12 exercises in making class- and object-level code run faster, allocate less, and play nicely with the JIT and GC. Each shows the slow version, the bottleneck, and a measurably better rewrite. Numbers are illustrative — always confirm in your environment with JMH.


Optimization 1 — Hot-path allocation in equals

Slow:

public final class Money {
    private final long cents;
    private final String currency;
    @Override public int hashCode() {
        return Objects.hash(cents, currency);     // boxes both args + allocates Object[]
    }
}

Why it's slow. Objects.hash takes Object... — it boxes the long to Long and allocates a varargs Object[] on every call. In a hot path (HashMap.get, sort, dedup) this is dominant cost.

Better:

@Override public int hashCode() {
    int h = Long.hashCode(cents);
    h = 31 * h + currency.hashCode();
    return h;
}

No boxing, no array. Roughly 3–5× faster on JMH benchmarks for two-field types.

Even better. Use a recordjavac generates exactly this style of hashCode automatically.


Optimization 2 — Stop boxing in collections

Slow:

List<Integer> ids = new ArrayList<>();
for (int i = 0; i < 1_000_000; i++) ids.add(i);
long sum = 0;
for (Integer id : ids) sum += id;

Why it's slow. Every ids.add(i) boxes an int to Integer (16 B + alignment). The ArrayList holds 1 M references, plus 1 M Integer objects. Memory: ~24 MB. Iteration touches 1 M cache lines.

Better — primitive array:

int[] ids = new int[1_000_000];
for (int i = 0; i < ids.length; i++) ids[i] = i;
long sum = 0;
for (int id : ids) sum += id;

Memory: ~4 MB. Iteration is sequential, branch-predictor friendly, vectorizable. ~5–10× faster.

Even better — IntStream or eclipse-collections.IntList:

long sum = IntStream.range(0, 1_000_000).sum();

The JIT vectorizes this to SIMD on modern x86.

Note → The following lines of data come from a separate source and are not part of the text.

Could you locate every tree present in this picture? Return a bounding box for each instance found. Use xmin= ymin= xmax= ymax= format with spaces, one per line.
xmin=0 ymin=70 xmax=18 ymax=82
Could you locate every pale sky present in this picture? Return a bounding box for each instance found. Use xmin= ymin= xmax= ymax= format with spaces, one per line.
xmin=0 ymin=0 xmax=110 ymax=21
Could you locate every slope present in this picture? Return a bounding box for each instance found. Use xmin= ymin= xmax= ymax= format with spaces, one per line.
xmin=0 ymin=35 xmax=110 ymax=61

Optimization 3 — Replace Date with LocalDate

Slow:

public class Booking {
    private Date checkIn;
    public Date getCheckIn() { return new Date(checkIn.getTime()); }   // defensive copy
}

Why it's slow. Date is mutable; every getter must copy (extra allocation). Date is also notoriously inefficient to format and compare; it carries a thread-shared internal calendar.

Better:

public final class Booking {
    private final LocalDate checkIn;
    public LocalDate checkIn() { return checkIn; }    // no copy needed — immutable
}

Zero defensive copies. Smaller object (LocalDate is ~24 B vs Date's ~40 B + Calendar). Comparison is direct field comparison rather than going through milliseconds + timezone.

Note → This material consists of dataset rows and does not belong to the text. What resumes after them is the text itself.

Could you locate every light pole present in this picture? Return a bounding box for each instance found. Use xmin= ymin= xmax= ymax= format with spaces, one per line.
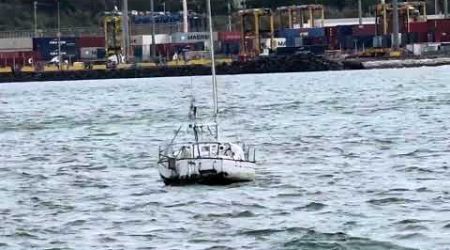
xmin=445 ymin=0 xmax=448 ymax=18
xmin=122 ymin=0 xmax=130 ymax=63
xmin=182 ymin=0 xmax=188 ymax=32
xmin=227 ymin=0 xmax=232 ymax=31
xmin=358 ymin=0 xmax=362 ymax=27
xmin=435 ymin=0 xmax=440 ymax=15
xmin=34 ymin=1 xmax=38 ymax=36
xmin=150 ymin=0 xmax=156 ymax=60
xmin=392 ymin=0 xmax=400 ymax=50
xmin=57 ymin=0 xmax=61 ymax=70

Optimization 4 — Cache identity hash on long-lived objects

Slow (when invoked very frequently):

public final class Url {
    private final String value;
    @Override public int hashCode() { return value.hashCode(); }   // recomputes each time
}

For a String of length 50, hashCode() is ~50 ALU ops. If your URL appears as a key in a HashMap accessed millions of times, that adds up.

Better — memoize:

public final class Url {
    private final String value;
    private int cachedHash;        // 0 means "not computed" — String uses the same trick
    @Override public int hashCode() {
        int h = cachedHash;
        if (h == 0 && !value.isEmpty()) {
            h = value.hashCode();
            cachedHash = h;        // benign race — recomputation gives the same answer
        }
        return h;
    }
}

After the first call, subsequent calls are a single field read. String itself uses this exact pattern.

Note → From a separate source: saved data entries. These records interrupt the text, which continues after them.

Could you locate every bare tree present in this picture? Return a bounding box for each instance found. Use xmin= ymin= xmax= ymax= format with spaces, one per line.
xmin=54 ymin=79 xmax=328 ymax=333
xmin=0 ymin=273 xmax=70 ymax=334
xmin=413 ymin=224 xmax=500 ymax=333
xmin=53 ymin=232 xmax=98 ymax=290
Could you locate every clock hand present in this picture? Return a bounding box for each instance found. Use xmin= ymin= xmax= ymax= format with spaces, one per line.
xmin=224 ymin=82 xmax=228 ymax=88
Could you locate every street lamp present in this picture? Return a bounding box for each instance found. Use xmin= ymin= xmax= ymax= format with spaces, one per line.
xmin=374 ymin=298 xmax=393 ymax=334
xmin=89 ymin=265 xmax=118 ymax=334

Caveat. Only do this for immutable keys, and only if profiling shows hashCode is hot. Otherwise the extra field hurts more than it helps (more memory per object).


Optimization 5 — Pre-size collections to avoid rehashing

Slow:

Map<UserId, User> map = new HashMap<>();
for (User u : users) map.put(u.id(), u);     // 100k users → ~6 internal resizes

Why it's slow. Default capacity 16; load factor 0.75. Rehashes at 12, 24, 48, 96, ... For a million entries, ~17 reallocations and full rehashes.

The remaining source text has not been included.